Le ministère du Travail
  • La FCSOU propose Rs 700 “across the board”

La tenue des négociations tripartites portant sur la détermination du quantum de paiement de la compensation salariale aura lieu le mois prochain. C’est ce qu’a confirmé au Mauricien le ministre du Travail et des Relations industrielles, Soodesh Callichurn.

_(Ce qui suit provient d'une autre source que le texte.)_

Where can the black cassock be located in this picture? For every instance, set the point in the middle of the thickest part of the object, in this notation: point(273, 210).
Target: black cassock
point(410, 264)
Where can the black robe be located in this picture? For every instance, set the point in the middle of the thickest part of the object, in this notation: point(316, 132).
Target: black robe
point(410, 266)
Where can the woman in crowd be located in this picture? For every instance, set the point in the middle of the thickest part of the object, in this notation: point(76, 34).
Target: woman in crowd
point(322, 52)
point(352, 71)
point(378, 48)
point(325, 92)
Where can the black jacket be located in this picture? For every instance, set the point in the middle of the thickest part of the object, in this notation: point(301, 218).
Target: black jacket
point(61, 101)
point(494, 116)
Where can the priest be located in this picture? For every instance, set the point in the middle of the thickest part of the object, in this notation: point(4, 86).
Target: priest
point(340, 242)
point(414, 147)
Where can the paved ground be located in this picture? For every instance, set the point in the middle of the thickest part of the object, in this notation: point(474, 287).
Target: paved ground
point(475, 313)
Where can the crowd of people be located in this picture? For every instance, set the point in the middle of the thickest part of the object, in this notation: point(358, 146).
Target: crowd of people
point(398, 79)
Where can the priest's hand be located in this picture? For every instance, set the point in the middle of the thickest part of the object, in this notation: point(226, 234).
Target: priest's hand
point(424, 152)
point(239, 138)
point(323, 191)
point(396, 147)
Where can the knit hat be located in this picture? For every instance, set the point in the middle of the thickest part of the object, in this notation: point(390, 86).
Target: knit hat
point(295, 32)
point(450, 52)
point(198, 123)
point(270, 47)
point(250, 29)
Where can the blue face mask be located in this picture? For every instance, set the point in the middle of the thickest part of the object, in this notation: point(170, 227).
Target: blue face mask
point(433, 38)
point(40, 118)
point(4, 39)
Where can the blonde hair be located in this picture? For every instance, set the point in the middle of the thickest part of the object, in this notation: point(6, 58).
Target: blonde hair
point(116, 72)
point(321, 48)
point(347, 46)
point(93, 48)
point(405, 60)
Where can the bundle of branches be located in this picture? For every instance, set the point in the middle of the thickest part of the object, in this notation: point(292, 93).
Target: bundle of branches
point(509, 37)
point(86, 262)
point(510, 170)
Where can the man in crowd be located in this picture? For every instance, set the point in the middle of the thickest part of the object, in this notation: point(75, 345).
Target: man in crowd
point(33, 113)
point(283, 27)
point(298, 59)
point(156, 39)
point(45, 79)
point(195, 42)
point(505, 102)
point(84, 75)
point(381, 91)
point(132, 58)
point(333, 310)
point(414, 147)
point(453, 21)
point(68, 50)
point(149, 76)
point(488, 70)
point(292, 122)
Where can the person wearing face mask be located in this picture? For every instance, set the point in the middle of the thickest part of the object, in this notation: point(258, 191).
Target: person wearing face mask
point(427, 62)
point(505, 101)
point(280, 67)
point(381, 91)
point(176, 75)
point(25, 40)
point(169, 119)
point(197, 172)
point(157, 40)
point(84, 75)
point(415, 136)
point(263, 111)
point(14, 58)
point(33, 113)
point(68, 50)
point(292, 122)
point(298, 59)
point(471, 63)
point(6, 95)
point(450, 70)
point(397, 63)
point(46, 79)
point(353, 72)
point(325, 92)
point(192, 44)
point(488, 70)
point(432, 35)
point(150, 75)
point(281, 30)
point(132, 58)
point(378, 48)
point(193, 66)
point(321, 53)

C’est à compter de janvier 2020 que cette compensation sera appliquée pour les salariés après l’adoption d’un projet de loi présenté au Parlement dans ce sens avant la fin de cette année.

Le paiement de la compensation salariale est l’un des dossiers prioritaires du ministre Soodesh Callichurn pour son second mandat. Selon les premières indications, la tenue de la réunion pourrait intervenir dans la première semaine de décembre pour qu’on puisse par la suite ajuster la pension universelle qui devrait passer à Rs 9 000 à compter du mois prochain.

Pour l’heure, le ministère du Travail et des Relations industrielles est en consultation avec le ministère des Finances pour mettre au point le calendrier de la réunion tripartite qui regroupera les représentants du gouvernement, du secteur privé et des syndicats.

Tout semble indiquer que c’est le nouveau ministre des Finances, de la Planification économique et du Développement, Renganaden Padayachy, qui présidera la réunion tripartite.

Du côté des syndicats, l’on prépare les mémoires qui seront soumis au ministre des Finances pour soutenir les arguments. Mais la Federation of Civil Service and Other Unions (FCSOU) a déjà une petite idée de ce qu’elle va réclamer au gouvernement.

« D’après nos calculs, il se pourrait que notre demande tourne autour d’une compensation salariale de Rs 700 cette année. L’année dernière, nous avons effectué une demande de Rs 1 000 mais à la fin on n’a eu droit qu’à Rs 400. En prenant en considération les promesses électorales qui devront être effectives d’ici janvier 2020, je pense qu’une compensation salariale de Rs 700 “across the board” pour les salariés serait juste », déclare Narendranath Gopee.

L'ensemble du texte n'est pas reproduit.